Die Messe des Operngesangs

(Gütersloh, 15.10.2017) Die Bertelsmann Stiftung veranstaltet seit 30 Jahren einen der wichtigsten internationalen Gesangswettbewerbe, der nicht einfach nur Fördergelder verteilt, sondern einer Kontaktbörse der Opernszene gleicht – sechs strahlende Sieger aus sechs Nationen setzten sich jetzt im Finale durch

vonPeter Krause,

Die Liste bisheriger Preisträger des Gesangswettbewerbs „Neue Stimmen“ liest sich das Who ist Who der aktuellen Opernszene: Bayreuths Wotan Michael Volle gehört ebenso dazu wie Wagner-Bass René Pape, die lettischen Sopranistinnen Kristīne Opolais und Marina Rebeka heimsten ebenso Preise ein wie Londons sehr junge und sehr gute aktuelle Mimi, Nicole Car, oder Countertenor Franco Fagioli. Ob wir von den drei jungen Sängerinnen und drei jungen Sängern aus sechs verschiedenen Nationen, die jetzt das Rennen gemacht haben, schon bald in diesem Maße hören werden? Das wird sich zeigen müssen. Einstweilen gilt: Nicht nur dem Geldbeutel hilft es, sondern die eigene Biografie schmückt es, sich in einem der wichtigsten wie am besten dotierten internationalen Gesangswettbewerbe durchzusetzen. Beworben hatten sich diesmal 1430 Hoffnungsträger aus 76 Ländern. Für die Endrunde im Bertelsmann-Stammsitz Gütersloh hatten sich 42 zukünftige Opernsänger qualifiziert. Zehn traten jetzt im Finale, begleitet von den Duisburger Philharmonikern unter Graeme Jenkins, gegeneinander an.

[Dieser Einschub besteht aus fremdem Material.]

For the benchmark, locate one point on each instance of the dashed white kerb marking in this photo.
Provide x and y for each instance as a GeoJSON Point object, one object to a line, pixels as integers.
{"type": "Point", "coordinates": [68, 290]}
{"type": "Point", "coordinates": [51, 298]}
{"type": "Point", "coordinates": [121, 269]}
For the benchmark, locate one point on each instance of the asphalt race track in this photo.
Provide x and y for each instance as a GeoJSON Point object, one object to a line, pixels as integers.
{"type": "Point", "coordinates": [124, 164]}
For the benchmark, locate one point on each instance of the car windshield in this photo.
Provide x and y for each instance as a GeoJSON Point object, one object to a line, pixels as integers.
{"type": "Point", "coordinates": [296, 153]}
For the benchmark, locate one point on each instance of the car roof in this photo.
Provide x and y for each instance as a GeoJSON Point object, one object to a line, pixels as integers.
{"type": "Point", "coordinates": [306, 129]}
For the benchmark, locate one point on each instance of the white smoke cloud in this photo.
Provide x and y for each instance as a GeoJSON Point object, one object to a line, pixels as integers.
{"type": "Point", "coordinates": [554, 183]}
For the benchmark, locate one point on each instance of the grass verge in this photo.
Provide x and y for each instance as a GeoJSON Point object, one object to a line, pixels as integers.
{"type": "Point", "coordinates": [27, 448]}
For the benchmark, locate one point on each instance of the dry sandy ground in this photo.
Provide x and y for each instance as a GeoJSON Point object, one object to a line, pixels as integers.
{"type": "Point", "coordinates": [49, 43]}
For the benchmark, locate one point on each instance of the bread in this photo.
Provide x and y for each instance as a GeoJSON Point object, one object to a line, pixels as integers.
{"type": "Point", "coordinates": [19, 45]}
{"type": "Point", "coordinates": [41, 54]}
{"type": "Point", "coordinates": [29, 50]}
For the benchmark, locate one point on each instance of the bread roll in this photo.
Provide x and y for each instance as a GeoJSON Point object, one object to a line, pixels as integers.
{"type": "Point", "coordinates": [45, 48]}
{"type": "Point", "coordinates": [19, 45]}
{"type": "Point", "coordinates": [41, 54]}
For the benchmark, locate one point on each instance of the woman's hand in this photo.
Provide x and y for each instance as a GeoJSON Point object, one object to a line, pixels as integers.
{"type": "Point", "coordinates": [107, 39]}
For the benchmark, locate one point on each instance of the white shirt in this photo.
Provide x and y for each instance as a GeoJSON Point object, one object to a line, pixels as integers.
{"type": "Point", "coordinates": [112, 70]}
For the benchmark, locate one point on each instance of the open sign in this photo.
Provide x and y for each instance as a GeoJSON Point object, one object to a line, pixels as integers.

Präsidentin Liz Mohn weist stolz auf das Erfolgsmodell des Wettbewerbs hin

Das Augen- und Ohrenmerk auf den damit zu Ende gegangenen Wettbewerb war überdurchschnittlich. Schließlich führt die Bertelsmann-Stiftung den Wettbewerb „Neue Stimmen“ seit nunmehr 30 Jahren durch. Entsprechend hochgestimmt wies Liz Mohn als Präsidentin der „Neuen Stimmen“ auf die Erfolge einer nachhaltigen Nachwuchsförderung hin. Denn hier wird ja nicht nur öffentlichkeitswirksam Fördergeld verteilt, hier erhalten junge Künstler individuelles Coaching und Beratungsgespräche, gerade dann, wenn’s für einen Preis dann doch nicht gereicht haben sollte. Und Agenten wie Vertreter von Opernhäusern sind verstärkt anwesend, um als veritable Trüffelschweine die potentielle nächste Netrebko möglichst schnell an sich zu binden und nicht an die Konkurrenz zu verlieren. Der Wettbewerb ist kein L’Art pour L’Art, er ist Messe, Kontaktbörse. Und die hilft nicht zuletzt den Sängern selbst.

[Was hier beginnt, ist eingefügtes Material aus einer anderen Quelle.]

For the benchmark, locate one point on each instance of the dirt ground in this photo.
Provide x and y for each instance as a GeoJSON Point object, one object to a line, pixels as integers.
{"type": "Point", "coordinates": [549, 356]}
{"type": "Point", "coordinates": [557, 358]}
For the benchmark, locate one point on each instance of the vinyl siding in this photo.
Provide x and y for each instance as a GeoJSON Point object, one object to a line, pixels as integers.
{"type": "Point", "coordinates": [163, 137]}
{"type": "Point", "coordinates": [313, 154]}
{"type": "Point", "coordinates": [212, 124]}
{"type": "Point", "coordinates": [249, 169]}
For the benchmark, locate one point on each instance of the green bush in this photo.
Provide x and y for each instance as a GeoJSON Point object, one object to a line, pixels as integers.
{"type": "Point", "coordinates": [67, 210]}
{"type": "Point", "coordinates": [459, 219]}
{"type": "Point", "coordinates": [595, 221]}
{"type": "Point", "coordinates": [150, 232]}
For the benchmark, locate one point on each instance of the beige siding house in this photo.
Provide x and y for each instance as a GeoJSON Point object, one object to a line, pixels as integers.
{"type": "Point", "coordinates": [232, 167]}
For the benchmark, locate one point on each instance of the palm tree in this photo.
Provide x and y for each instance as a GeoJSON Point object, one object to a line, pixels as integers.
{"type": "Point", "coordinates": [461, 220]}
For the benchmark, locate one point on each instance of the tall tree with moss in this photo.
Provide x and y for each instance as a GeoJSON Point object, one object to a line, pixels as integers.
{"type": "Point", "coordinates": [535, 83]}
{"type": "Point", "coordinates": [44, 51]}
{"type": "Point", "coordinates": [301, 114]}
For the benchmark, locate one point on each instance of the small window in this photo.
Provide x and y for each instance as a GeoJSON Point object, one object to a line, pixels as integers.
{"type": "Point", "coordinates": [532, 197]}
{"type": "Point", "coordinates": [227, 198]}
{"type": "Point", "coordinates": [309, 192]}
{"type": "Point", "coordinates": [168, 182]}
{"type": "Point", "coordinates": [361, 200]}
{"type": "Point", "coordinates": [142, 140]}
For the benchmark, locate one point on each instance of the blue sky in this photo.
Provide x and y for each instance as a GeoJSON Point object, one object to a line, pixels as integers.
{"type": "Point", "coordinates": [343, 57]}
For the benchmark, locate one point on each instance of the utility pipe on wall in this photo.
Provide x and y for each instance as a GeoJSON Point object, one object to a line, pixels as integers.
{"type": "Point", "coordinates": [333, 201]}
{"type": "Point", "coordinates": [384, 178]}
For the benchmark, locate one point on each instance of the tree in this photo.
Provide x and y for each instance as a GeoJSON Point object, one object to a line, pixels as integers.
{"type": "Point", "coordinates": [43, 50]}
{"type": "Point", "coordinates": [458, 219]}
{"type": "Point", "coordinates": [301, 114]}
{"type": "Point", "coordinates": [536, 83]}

Neue Stimmen 2017: Preisträger, Liz Mohn (Initiatorin und Präsidentin der NEUEN STIMMEN, 4. v.l.) und Dominique Meyer (Direktor der Wiener Staatsoper, Vorsitzender der Jury, 3. v.r.)
Neue Stimmen 2017: Preisträger, Liz Mohn (Initiatorin und Präsidentin der NEUEN STIMMEN, 4. v.l.) und Dominique Meyer (Direktor der Wiener Staatsoper, Vorsitzender der Jury, 3. v.r.) © Besim Mazhiq/Berstelsmann Stiftung

Eine entscheidende Kompetenz-Komponente fehlt der prominent besetzten Jury

Die Zusammensetzung der Jury ist vor diesem Hintergrund Segen und Fluch zugleich. Unter den zehn durchweg prominenten Mitgliedern dieser Expertenrunde dominieren die Opernmanager, an deren Spitze mit Dominque Meyer der Direktor der Wiener Staatsoper steht. Er ist bekannt dafür, von ihm bevorzugten Talente alsbald ans eigene Haus zu holen. Welcher Jungstar wollte sich über eine solche Chance beschweren? Die Schattenseite einer primär vom Opernmarkt aus gedachten Jury-Besetzung freilich liegt im völligen Fehlen von erfahrenen Sängern, die ja viel sensibler und oft auch strategischer darüber urteilen können, welche junge Stimme und welche Persönlichkeit sich langfristig in einem immer schnelllebigeren Geschäft des Musiktheaters behaupten kann. Einen Diskurs über Sänger, der ja doch Karrieren zukünftiger Opernstars deutlich beeinflusst, ohne Beteiligung der eigentlichen Experten zu führen, fehlt letztlich eine zentrale Kompetenz-Komponente. Da Jury-Entscheidungen letztlich durch die Arithmetik aus zehn Einzelurteilen entstehen, sind Fehlurteile jedenfalls nicht ausgeschlossen. Die Management-Lastigkeit der Jury bringt das Risiko einer Einseitigkeit oder gar Oberflächlichkeit der Urteile mit sich.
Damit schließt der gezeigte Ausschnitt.